A new index for polar cap solar EUV irradiance for forecasting strong and extreme solar events

Abstract:

The ionization of atomic oxygen and molecular nitrogen in the ionospheric F-region is directly linked to the emitted solar EUV irradiance. An index, driven by the integrated electron density at a station, where the F- region of the ionosphere is sunlit at all local times and seasons, will directly give a measure of the solar level of activity. The F-region above the polar cap GNSS station in Thule, Greenland, is such an observing facility, where altitudes above 280 km is sunlit all the time. GNSS slant-TEC measurements from directions ±60 degrees, centered on the direction to the sun (at all local times), reveal directly the enhanced EUV irradiances caused by major solar eruptions.

Having a monitor of enhanced TEC-values and solar irradiances, due to flares and CMEs, minutes after they occur at the sun, gives a forecast of the impact a few days later on the magnetosphere-ionosphere system. Combining this information with a propagation model of solar events, as ENLIL, leads to a strong forecast capability of major events impacting systems on Earth and its surroundings.

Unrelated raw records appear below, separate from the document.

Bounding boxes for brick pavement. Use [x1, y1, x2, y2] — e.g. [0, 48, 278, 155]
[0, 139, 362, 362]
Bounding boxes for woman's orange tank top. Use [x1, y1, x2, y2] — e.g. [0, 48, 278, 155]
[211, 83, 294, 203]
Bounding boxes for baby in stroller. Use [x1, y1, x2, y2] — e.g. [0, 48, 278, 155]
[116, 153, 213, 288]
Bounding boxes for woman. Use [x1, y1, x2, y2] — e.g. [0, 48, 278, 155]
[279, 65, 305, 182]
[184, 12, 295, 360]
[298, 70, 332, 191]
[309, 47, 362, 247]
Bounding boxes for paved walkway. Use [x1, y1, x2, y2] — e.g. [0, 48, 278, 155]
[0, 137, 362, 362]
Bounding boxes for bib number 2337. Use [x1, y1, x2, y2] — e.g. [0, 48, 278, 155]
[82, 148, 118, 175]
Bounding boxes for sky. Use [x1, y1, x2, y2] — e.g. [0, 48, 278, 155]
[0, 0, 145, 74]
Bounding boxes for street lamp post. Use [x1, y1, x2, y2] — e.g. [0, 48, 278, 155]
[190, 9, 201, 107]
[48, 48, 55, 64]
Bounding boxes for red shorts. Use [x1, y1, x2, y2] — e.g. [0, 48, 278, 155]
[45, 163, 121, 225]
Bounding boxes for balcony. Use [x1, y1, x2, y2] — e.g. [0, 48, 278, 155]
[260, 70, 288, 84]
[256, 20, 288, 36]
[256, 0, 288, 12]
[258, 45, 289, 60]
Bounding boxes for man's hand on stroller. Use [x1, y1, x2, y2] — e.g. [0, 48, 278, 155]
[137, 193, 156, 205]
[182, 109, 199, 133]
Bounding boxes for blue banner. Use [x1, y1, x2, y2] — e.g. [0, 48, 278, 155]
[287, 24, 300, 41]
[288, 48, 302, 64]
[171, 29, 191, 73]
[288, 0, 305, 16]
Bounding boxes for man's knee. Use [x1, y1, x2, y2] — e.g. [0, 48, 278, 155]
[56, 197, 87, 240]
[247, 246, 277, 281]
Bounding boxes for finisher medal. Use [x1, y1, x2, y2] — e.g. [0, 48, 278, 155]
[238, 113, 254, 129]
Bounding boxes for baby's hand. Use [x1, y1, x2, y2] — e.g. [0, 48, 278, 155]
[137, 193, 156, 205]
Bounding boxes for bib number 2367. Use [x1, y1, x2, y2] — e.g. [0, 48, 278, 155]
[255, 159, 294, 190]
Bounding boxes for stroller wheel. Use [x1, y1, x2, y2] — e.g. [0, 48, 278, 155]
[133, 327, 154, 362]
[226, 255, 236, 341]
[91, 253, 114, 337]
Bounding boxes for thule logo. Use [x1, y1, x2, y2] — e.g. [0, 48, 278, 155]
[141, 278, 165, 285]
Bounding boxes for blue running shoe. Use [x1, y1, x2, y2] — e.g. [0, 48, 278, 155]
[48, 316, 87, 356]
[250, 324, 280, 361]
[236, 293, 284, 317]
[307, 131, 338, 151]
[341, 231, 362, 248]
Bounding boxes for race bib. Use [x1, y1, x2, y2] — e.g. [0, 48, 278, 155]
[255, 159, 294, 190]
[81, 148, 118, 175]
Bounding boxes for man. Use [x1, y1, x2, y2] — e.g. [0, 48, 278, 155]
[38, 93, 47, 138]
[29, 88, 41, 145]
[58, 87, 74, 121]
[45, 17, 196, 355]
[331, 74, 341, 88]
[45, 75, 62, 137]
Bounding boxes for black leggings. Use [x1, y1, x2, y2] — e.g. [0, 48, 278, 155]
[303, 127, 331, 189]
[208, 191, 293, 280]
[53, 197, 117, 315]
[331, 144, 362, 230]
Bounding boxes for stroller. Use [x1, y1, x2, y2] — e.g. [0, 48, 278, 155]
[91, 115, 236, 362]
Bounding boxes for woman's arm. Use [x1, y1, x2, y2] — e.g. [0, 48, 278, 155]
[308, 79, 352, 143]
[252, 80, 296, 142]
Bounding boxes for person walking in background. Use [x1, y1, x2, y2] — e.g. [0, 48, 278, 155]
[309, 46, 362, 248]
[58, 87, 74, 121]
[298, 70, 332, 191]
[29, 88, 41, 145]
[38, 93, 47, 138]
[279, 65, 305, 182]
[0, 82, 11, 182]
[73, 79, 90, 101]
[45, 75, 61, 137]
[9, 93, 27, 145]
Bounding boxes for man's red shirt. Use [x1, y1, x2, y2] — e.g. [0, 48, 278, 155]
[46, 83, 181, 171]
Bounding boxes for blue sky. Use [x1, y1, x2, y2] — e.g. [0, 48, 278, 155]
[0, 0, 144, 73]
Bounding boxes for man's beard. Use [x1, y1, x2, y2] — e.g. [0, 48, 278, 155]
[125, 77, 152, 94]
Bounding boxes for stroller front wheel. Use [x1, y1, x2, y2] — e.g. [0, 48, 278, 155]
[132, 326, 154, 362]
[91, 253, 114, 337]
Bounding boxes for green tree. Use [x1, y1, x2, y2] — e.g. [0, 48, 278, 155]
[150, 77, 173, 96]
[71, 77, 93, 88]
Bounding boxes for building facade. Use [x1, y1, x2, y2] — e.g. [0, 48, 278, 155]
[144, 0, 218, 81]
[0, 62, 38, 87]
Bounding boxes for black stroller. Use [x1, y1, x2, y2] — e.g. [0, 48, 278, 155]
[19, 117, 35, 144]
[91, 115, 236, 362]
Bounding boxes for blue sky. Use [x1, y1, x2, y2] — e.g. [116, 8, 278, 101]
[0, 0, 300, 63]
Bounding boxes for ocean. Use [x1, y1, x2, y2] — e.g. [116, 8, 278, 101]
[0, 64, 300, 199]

We studied a 4-year data set (2012 - 2015) of slant-TEC observations derived from the Thule GNSS station and compared the data set with observations from the SORCE satellite of solar EUV emissions. The statistical correlation coefficient between the two data set became 0.7. Both data sets identified clearly the 27-day variations in the solar spectral irradiance for wavelengths in the EUV spectrum (with amplitudes of 10-15 TECU). The polar cap EUV index showed also higher mean-TEC variability near the equinoxes and in summer-time. During summer, the F-region cross-field plasma diffusion rates are increased when an underlying conductive E-layer is present. During the winter, the insulating E-layer slows the F-layer plasma decay rate, thereby allowing F-layer structures to survive significantly longer.